Four Foundational Questions

What Detection Methods Can Be Used Reliably?

Almost across the board, the first common need identified was the ability to detect that GenAI was, in fact, used to generate an output. Several methods exist that hold potential, but further study is needed to assess their reliability at scale.

In six of the seven scenarios discussed, the ability to detect AI-generated content was essential to the research question of measuring the change brought on by the technology’s use. This poses a challenge for measurements, as means for detecting AI-generated material are still emerging, and as such, the accuracy of existing detection methods remains contested.14 Currently, there are three main detection methods. The first two detect GenAI content after the output is created, while the third form of detection is enabled during the content creation process.

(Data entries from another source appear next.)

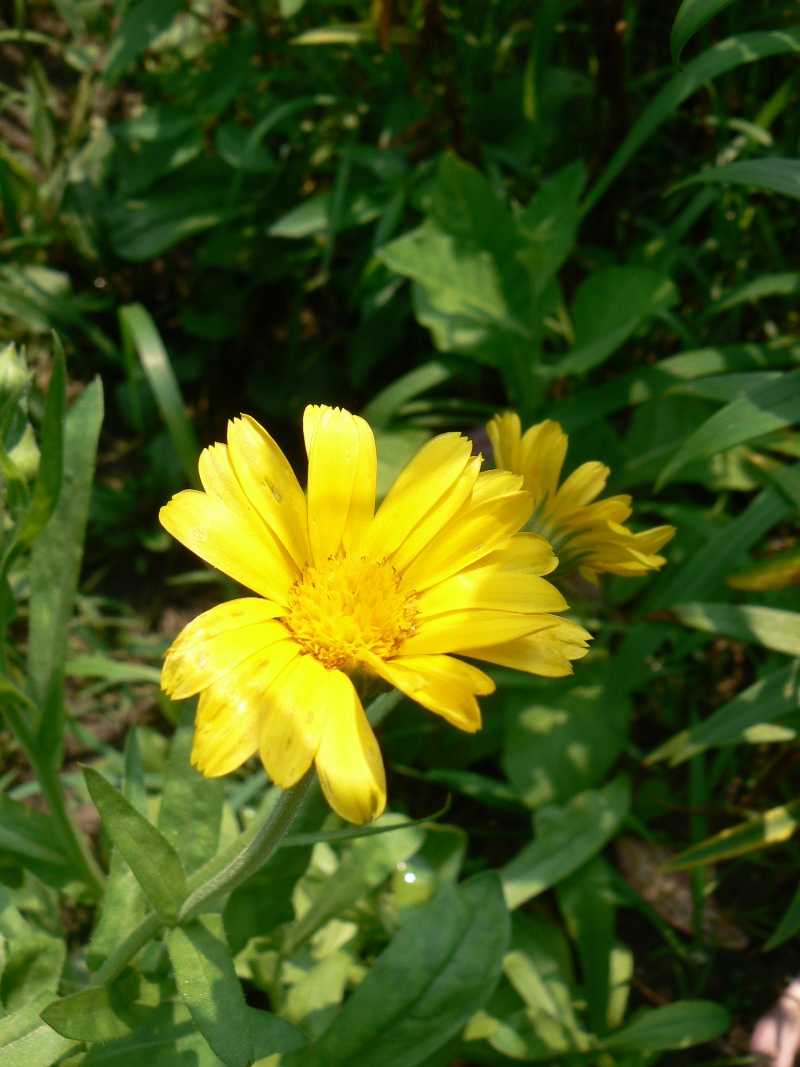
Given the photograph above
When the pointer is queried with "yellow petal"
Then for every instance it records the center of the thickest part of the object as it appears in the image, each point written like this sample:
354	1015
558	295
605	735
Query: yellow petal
505	432
444	685
493	484
312	415
296	711
472	535
230	542
420	486
530	553
349	761
492	587
542	454
341	482
429	528
363	500
270	484
195	662
548	652
458	631
229	712
220	744
581	487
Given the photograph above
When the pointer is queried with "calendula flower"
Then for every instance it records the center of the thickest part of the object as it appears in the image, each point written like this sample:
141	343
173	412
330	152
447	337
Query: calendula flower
342	590
587	535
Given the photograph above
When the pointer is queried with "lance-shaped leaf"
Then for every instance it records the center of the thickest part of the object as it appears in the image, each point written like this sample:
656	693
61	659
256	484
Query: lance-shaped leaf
51	454
102	1013
123	903
771	828
691	16
767	699
169	1037
774	175
150	857
676	1025
769	626
768	407
207	982
441	968
56	562
576	832
28	1041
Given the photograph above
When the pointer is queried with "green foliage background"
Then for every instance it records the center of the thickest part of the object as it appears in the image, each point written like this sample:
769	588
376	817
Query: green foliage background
426	212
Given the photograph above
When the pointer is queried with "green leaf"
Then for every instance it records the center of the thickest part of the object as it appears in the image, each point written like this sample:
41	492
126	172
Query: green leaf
236	146
169	1038
785	479
768	626
309	218
33	966
561	738
645	383
441	968
691	16
606	311
51	459
776	572
152	859
786	284
56	562
576	832
111	670
98	1013
384	408
769	407
32	835
726	56
28	1041
788	925
677	1025
123	904
708	567
143	21
774	175
191	806
363	868
460	279
140	332
207	983
549	224
771	828
764	701
141	229
265	901
587	903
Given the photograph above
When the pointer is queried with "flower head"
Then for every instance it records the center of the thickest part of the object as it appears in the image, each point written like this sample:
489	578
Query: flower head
441	568
587	535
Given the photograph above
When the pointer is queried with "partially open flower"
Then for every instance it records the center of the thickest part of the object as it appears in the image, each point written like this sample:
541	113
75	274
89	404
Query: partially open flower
438	569
587	535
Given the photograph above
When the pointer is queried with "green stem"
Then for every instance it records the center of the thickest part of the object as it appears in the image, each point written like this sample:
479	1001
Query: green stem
72	838
124	953
248	854
74	842
222	874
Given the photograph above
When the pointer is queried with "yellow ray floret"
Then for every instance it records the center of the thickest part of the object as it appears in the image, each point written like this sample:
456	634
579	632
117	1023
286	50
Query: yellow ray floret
440	569
587	535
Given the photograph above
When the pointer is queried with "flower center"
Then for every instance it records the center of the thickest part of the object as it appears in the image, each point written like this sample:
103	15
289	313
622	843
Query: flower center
349	606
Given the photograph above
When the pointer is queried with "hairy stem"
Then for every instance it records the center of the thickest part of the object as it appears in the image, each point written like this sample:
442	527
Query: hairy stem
222	874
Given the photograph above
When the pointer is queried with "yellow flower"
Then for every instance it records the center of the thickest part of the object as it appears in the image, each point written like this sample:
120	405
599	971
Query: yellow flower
438	569
586	534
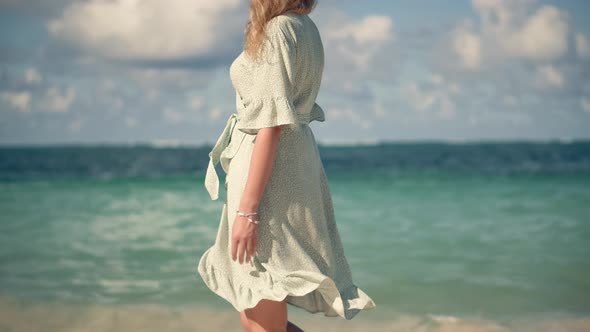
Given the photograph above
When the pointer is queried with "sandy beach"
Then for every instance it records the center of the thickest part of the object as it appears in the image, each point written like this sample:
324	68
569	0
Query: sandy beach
45	317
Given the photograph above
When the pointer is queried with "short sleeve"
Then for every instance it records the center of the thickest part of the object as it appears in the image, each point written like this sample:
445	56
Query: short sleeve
268	100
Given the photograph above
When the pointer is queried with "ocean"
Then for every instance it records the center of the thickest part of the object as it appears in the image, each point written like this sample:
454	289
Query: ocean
486	236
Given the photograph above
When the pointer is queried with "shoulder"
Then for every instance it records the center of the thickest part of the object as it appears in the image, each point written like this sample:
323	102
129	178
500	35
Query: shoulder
285	27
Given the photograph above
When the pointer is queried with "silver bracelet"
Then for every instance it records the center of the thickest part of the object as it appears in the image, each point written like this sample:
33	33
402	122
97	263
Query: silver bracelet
247	215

Both perceptual and computational methods of detection aim to identify the use of GenAI after content has been created.15 With the perceptual method, individuals rely on their perceptions to assess the authenticity of a piece of content. This can include detecting facial asymmetries or the alignment of eyes on AI-generated faces or noticing temporal inconsistencies between video frames and the accompanying audio.16 This puts the onus on consumers and investigators to detect AI-generated content, which will become increasingly tricky as output quality continues to improve.17 The computational method involves using technological methods to identify GenAI, through tools such as machine-learning classifiers or databases of inauthentic content. Both the perceptual and computational methods are of varying reliability and scalability.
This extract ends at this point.